Much has been made about the Twins' off-season signings, but it was a new Angel that made the difference on Opening Night. Designated hitter Hideki Matsui, playing his first game in Anaheim, singled home the go-ahead run in the fifth inning, then homered in the eighth to lead the Angels past Minnesota, 6-3.
The Twins, trailing by just one run, loaded the bases in both the sixth and seventh innings, but twice failed to push a run across. In the sixth, Delmon Young flew to left after three straight Twins had reached to fill the bases with two out; in the seventh, Justin Morneau lined out to first to end another bases-loaded rally. For the night, the Twins were just 1-6 with men in scoring position.

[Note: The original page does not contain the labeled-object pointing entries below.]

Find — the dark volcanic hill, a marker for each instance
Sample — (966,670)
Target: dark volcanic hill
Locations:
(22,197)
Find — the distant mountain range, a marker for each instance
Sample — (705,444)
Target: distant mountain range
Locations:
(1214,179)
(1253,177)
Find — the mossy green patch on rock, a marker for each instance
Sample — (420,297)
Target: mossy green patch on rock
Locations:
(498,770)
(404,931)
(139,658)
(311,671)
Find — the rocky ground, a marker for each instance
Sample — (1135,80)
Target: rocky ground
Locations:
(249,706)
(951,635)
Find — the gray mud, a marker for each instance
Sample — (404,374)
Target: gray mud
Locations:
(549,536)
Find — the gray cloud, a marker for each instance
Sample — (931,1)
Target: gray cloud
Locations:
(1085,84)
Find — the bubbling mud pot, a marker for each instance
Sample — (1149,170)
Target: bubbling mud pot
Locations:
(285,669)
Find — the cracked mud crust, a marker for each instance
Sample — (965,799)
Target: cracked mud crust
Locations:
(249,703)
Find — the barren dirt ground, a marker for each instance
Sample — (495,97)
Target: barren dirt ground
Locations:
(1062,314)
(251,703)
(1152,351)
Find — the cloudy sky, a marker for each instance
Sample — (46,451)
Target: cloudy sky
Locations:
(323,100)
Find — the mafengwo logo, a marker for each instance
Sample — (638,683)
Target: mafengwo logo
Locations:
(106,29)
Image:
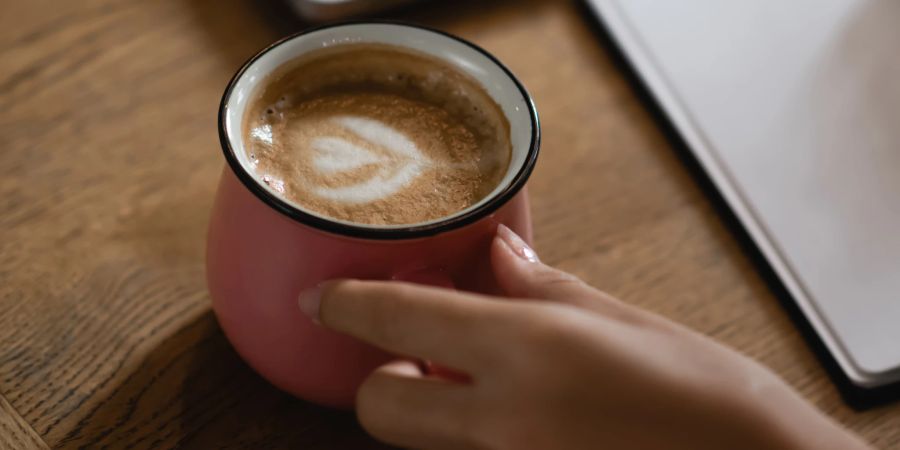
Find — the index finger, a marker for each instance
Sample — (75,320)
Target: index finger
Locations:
(446,326)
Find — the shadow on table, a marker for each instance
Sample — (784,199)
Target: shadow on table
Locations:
(193,391)
(224,404)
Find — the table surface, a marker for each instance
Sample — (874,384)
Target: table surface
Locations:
(108,165)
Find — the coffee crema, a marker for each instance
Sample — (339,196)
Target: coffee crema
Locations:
(376,134)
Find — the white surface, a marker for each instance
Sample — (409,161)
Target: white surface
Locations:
(501,88)
(793,108)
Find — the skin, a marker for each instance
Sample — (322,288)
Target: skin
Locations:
(556,364)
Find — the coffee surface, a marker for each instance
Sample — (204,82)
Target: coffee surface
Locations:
(374,134)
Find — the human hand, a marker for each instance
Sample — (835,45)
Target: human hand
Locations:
(557,365)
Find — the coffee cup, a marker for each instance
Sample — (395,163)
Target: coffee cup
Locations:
(263,249)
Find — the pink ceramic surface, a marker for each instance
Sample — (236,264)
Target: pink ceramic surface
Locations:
(262,250)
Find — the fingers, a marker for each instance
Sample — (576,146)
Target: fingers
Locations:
(424,322)
(521,274)
(396,404)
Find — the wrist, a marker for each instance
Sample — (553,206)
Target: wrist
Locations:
(774,416)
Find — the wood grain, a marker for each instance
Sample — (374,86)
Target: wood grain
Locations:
(108,165)
(15,433)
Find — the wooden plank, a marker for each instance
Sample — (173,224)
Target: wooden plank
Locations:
(109,163)
(15,433)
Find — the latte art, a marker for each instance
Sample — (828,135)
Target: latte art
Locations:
(338,155)
(376,135)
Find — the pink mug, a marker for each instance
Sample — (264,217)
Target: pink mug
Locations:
(262,249)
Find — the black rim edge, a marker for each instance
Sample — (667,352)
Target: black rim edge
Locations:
(328,226)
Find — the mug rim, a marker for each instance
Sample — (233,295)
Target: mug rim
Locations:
(322,223)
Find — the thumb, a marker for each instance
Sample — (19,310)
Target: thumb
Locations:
(520,273)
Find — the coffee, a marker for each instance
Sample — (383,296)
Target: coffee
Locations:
(376,134)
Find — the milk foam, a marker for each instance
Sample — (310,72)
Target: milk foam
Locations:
(374,134)
(336,155)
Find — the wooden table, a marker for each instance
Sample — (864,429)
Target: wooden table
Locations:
(110,158)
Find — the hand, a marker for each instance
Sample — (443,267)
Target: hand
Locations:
(561,366)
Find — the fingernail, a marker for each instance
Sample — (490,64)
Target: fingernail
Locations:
(309,301)
(518,246)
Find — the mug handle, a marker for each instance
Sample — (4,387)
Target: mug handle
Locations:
(437,278)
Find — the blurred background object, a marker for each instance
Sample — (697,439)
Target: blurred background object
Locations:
(328,10)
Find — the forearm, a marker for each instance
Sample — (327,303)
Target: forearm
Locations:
(783,420)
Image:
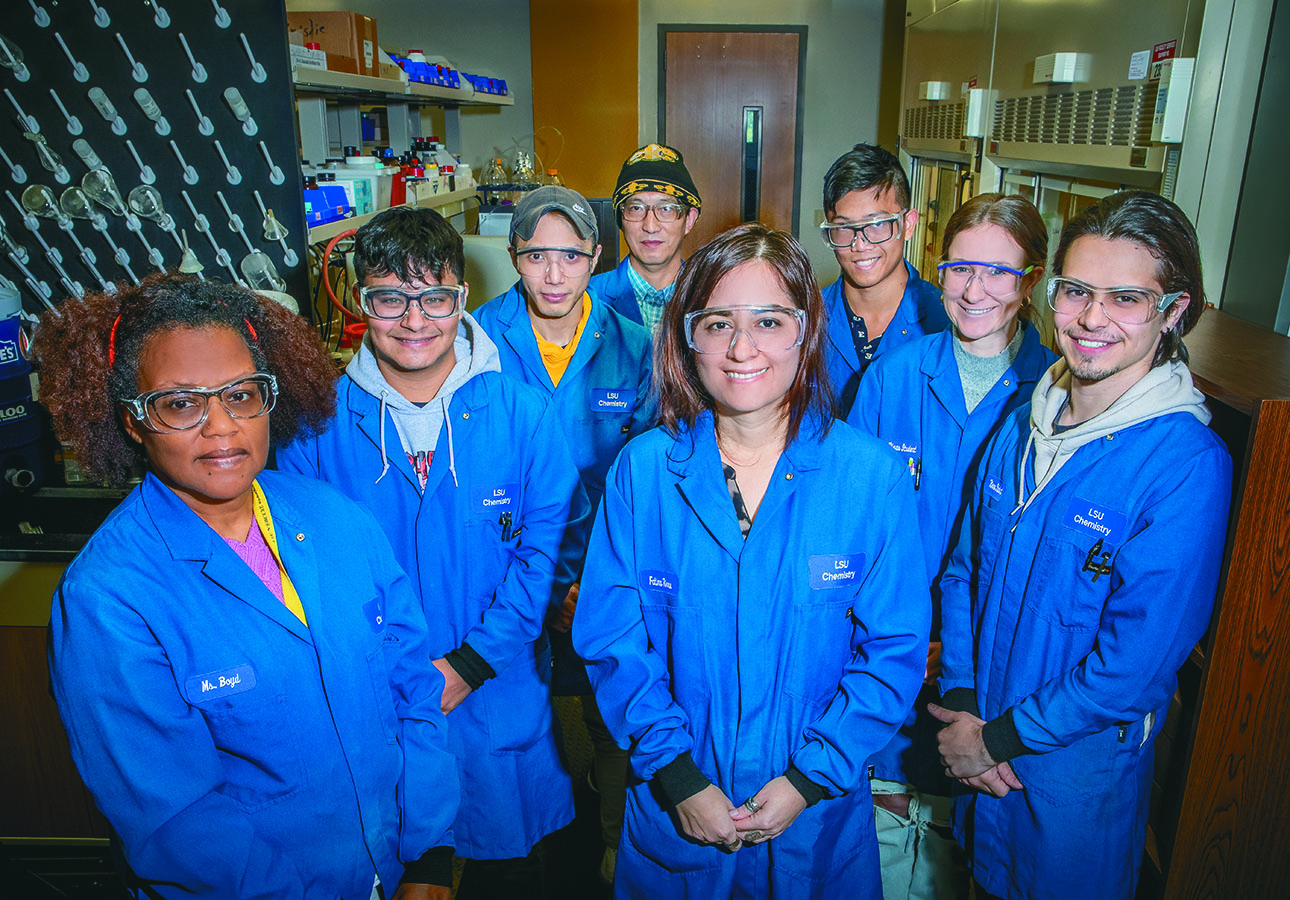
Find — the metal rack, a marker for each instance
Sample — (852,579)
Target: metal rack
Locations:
(182,97)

Los Angeles, on the other hand, took advantage of their chances. After Scott Baker walked two of the first three home hitters, Kendry Morales and Juan Rivera rapped back-to-back RBI singles for the early lead. Baker also gave up a home run to catcher Jeff Mathis, failed to finish the fifth inning after giving up Matsui's RBI single, and in general did not have the type of Opening Day start we all hoped for.
The Angels blew the game open in the eighth, as Morales followed up Matsui's blast with a round-tripper of his own, chasing Mijares from the game and giving L.A. all the runs they would need.
After the jump, the Twins who stood out - and not in a good way.
3. Scott Baker
Baker had trouble locating his pitches, and ended up walking three hitters - uncharacteristic for a Twins pitcher. A deserved loss, for sure.
2. Jose Mijares
A pair of home runs allowed - ay.
1. Denard Span
The center fielder went 0-5 and struck out three times. He had a hot spring, but I suppose that counts for little now.
On the bright side, Pat Neshek looked pretty good in his first inning since 2008. The player of the night, however, despite the sixth inning, was Delmon Young. Young hit his first home run of the season for Minnesota, a two-run blast in the second; he also created the Twins' third run by legging out an infield hit, stealing second base, moving to third on a grounder, and scoring on Nick Punto's sacrifice fly.